ABSTRACT

When Alice goes Through the Looking-Glass, what she finds is a back-to-front world of speaking plants, backwards words and inverse actions. However, this backwards world is not entirely random: Carroll’s Looking-glass world succeeds because it is a reversal of the ‘real’ world from which Alice has come. Inanimate objects move and speak, dry biscuits quench thirst, and the future is remembered (Carroll 1994: 20-1; 30-1; 67-8). The relationship between reality and the mirror-world is not arbitrary: the two are linked and mediated by constantly questioning each other. Though the mirror image is not the same as the real image, the former is intricately linked to the latter. Thus, when we go through the Etruscan looking-glass, the images we see are reflections or distortions of Etruscan society. The mirror images the Etruscans have left are not necessarily exact reproductions of reality but the two are closely associated.
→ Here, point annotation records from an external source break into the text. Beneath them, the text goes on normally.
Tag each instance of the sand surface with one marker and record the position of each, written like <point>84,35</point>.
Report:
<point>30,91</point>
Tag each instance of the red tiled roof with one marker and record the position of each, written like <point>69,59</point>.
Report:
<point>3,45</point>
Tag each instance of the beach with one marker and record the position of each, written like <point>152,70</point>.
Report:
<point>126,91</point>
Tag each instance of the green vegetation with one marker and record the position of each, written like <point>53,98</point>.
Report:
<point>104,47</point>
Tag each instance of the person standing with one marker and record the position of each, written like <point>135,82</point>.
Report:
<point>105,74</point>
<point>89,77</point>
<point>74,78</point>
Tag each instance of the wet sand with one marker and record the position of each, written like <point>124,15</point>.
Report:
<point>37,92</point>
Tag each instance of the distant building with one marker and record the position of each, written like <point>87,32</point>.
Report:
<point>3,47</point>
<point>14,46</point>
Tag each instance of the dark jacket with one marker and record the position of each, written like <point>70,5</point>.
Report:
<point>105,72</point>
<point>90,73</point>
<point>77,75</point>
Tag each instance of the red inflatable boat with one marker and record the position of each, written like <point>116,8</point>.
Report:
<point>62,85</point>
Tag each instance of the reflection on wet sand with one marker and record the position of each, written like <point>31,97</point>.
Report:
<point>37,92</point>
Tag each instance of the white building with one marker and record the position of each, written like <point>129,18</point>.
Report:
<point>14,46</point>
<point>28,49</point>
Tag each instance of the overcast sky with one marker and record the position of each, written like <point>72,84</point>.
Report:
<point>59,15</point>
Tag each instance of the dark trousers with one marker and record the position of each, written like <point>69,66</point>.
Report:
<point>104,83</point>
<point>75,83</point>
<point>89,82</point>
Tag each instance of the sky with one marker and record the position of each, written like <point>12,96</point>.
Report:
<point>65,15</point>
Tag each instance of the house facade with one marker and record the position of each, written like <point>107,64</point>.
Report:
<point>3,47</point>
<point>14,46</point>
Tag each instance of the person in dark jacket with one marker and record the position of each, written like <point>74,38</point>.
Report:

The image in a mirror is never ‘true’; it can only be interpreted with the knowledge that it is back-to-front: when we see a smudge on our face in a mirror, we know to wipe the opposite side. Such actions are so engrained as to have become automatic. In the same way, when looking at the images on Etruscan mirrors, we must be careful not to read them as unproblematically ‘true’. Rather, because they are reflections, we must acknowledge the possibility of distortion and reversal. We need to be aware of the interpretative distance between the image and the original.